The cause for worry is that the green line above has resumed its upward movement and that inflation continues to creep up.
Component wise, Primary Articles have gone up 9% and fuel is up 11% (largely on rupee depreciation). Manufactured goods is at a slightly difficult-to-believe 2.81% and it carries the biggest weight in the index.
Revisions: May 2013 has been revised marginally down from the first announced 4.7% to 4.58%.
Impact: This should definitely cause the RBI to not want to reduce rates. Raghuram Rajan, the next governor is more focussed on inflation than growth, and it’s even likely he will raise rates. In any case, short term rates (which is what the RBI controls) are way too low – even call and CBLO rates are at 10%+. However, a rate increase is negative for banks because it might be a retracement of the rate cut trend started last year.
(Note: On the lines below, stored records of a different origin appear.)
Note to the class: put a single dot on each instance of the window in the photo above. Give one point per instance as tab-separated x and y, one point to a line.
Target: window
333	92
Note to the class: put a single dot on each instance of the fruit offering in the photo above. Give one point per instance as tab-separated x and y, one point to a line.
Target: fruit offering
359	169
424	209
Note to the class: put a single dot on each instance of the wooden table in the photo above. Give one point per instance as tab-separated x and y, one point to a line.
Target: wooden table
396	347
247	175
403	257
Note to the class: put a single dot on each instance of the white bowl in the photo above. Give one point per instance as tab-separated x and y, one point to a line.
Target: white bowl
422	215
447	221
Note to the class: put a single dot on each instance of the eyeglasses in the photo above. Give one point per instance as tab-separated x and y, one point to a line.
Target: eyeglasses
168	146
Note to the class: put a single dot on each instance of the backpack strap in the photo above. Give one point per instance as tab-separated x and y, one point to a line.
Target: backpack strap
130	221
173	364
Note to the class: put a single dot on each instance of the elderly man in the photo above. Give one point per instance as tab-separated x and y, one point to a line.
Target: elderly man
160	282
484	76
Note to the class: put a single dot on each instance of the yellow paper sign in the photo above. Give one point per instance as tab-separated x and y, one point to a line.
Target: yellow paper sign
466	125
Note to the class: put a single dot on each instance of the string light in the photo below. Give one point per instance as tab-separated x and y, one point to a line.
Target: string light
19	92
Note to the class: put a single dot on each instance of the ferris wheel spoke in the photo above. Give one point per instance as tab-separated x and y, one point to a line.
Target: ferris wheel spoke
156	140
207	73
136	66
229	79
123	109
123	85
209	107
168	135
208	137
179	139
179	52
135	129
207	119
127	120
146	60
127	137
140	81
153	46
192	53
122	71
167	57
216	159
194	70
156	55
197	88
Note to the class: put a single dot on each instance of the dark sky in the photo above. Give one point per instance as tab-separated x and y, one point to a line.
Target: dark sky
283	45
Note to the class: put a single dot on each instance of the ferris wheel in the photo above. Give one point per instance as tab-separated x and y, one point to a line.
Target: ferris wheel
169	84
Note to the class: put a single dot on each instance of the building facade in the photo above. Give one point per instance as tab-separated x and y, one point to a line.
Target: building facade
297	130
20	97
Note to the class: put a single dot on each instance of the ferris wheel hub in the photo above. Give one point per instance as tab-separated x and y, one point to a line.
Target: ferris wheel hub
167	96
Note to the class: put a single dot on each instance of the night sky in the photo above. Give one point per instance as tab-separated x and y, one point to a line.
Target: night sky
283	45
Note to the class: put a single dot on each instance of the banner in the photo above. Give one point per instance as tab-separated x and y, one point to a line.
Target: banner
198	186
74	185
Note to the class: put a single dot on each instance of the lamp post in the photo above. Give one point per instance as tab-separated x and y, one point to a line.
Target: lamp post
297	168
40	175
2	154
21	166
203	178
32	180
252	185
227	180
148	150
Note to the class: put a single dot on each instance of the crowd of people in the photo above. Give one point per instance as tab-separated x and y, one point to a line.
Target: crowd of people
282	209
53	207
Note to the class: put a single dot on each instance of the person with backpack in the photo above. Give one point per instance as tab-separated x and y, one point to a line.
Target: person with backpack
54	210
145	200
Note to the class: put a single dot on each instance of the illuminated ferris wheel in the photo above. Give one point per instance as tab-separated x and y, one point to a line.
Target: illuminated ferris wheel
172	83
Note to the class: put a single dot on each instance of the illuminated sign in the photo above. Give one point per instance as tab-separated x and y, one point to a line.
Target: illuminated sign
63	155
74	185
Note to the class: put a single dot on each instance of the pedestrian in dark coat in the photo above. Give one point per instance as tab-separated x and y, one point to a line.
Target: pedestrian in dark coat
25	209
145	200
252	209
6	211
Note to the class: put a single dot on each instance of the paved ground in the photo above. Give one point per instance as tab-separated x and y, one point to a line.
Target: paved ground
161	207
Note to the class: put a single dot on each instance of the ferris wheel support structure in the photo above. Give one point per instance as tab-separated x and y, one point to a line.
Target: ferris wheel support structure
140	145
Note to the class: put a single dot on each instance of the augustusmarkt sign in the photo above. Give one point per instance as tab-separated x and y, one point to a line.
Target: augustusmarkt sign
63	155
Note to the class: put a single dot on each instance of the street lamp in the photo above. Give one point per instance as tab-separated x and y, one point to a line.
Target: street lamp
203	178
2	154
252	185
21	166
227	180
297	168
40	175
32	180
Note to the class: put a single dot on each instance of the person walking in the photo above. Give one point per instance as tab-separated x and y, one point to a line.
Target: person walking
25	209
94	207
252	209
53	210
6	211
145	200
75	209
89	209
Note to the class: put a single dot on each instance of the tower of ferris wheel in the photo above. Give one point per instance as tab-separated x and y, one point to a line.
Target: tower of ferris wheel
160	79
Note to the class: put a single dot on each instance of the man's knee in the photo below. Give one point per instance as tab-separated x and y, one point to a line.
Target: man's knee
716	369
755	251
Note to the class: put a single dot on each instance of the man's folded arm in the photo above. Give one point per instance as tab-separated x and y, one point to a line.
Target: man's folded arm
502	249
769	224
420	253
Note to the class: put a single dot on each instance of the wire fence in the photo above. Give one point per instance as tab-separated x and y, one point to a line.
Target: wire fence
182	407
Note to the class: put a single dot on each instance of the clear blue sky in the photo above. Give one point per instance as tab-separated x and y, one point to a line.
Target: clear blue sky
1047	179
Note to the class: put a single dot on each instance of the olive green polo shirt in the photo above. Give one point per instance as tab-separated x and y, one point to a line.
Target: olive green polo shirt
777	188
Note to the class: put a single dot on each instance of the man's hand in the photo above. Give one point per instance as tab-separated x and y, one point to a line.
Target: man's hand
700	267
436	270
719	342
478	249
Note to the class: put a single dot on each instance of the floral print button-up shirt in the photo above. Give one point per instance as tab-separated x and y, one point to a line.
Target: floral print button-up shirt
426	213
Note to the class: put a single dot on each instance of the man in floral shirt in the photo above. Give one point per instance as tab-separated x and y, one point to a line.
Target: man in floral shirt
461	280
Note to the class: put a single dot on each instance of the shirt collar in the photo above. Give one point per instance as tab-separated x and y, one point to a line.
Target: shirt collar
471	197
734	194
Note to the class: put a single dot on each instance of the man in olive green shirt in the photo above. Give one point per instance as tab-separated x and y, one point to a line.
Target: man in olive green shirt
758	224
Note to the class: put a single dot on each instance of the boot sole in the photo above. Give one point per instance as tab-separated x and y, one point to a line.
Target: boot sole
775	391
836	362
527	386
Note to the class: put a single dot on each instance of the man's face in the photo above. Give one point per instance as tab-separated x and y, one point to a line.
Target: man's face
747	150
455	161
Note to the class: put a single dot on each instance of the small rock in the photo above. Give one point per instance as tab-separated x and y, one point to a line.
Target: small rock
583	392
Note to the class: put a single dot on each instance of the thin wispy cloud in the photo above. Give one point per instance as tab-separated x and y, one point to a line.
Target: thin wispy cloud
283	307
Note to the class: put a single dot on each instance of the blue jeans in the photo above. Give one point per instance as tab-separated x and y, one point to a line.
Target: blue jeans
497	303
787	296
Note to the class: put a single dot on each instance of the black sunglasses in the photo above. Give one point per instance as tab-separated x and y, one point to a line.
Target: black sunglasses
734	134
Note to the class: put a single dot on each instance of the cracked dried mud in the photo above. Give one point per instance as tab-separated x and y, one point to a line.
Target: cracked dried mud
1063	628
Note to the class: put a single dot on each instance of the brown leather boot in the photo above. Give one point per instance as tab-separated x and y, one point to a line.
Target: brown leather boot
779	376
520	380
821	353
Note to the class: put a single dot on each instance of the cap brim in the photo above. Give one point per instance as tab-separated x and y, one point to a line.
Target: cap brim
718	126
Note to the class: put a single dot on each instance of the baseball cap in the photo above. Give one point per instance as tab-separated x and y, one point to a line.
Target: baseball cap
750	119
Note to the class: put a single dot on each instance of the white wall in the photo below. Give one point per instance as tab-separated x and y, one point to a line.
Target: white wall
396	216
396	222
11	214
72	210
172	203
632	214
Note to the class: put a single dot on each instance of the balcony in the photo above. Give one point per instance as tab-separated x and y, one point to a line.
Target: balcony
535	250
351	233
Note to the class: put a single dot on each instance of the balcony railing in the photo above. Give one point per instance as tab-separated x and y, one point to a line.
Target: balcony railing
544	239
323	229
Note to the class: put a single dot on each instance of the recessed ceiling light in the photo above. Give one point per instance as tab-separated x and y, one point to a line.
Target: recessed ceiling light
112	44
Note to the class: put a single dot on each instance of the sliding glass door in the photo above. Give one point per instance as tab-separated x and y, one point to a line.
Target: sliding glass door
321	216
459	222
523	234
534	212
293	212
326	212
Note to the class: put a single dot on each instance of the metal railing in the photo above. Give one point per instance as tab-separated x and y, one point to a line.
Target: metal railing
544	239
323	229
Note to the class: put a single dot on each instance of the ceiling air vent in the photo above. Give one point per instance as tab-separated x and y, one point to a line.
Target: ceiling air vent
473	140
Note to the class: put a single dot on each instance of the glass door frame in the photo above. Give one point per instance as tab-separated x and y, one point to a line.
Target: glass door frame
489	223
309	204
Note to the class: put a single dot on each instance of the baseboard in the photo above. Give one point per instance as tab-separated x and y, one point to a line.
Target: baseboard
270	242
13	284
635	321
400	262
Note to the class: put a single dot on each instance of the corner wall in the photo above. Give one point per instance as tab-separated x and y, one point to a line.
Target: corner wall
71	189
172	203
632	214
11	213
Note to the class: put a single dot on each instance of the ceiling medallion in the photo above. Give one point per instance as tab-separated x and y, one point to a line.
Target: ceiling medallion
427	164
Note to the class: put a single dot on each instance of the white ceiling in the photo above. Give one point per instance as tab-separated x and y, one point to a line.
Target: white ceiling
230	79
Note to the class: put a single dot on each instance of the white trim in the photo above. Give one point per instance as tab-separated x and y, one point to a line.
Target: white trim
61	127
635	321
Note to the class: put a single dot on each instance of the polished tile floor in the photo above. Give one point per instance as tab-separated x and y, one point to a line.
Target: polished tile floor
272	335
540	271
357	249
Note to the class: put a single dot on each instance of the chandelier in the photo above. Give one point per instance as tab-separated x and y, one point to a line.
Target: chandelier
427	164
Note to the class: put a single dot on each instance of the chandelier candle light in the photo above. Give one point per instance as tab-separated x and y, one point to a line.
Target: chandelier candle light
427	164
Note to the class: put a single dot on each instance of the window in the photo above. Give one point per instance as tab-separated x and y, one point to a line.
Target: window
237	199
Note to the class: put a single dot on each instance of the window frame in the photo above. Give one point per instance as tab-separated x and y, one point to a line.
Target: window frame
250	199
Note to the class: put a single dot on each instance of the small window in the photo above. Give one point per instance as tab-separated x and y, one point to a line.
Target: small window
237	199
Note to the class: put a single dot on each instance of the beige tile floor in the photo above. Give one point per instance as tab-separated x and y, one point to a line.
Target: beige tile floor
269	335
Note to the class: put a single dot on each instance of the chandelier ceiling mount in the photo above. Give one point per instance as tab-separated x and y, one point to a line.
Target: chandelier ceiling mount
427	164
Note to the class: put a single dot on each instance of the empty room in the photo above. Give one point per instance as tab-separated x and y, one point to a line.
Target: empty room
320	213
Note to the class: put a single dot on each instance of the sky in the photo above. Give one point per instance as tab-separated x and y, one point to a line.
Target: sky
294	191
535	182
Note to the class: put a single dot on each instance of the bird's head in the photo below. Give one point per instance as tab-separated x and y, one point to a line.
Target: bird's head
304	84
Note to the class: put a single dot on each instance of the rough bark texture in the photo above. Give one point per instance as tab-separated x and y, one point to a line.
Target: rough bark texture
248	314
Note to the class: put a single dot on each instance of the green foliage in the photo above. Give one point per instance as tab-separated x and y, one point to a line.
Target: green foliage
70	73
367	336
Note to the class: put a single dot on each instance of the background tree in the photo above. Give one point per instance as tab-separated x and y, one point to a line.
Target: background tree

The other impact is that GDP growth will hurt with this kind of inflation. When prices rise and incomes do not, then the only choice is to cut discretionary spending. If you notice the IIP closely, there is absolute carnage in the “Consumer Durables” section of the IIP, it is down between 10% and 18% in the last two months. Auto sales have been down a while now. Consumer durables and cars are largely non-essential items, and the cuts in their demand point to inflation hurting discretionary consumption, the first to bite.
I believe along with the liquidity squeeze, high inflation will be negative for stocks in the near term. But this doesn’t apply to pharma and IT, and of course in cases where stocks have been battered so much you kind of wonder if there’s a serious crisis you didn’t know about.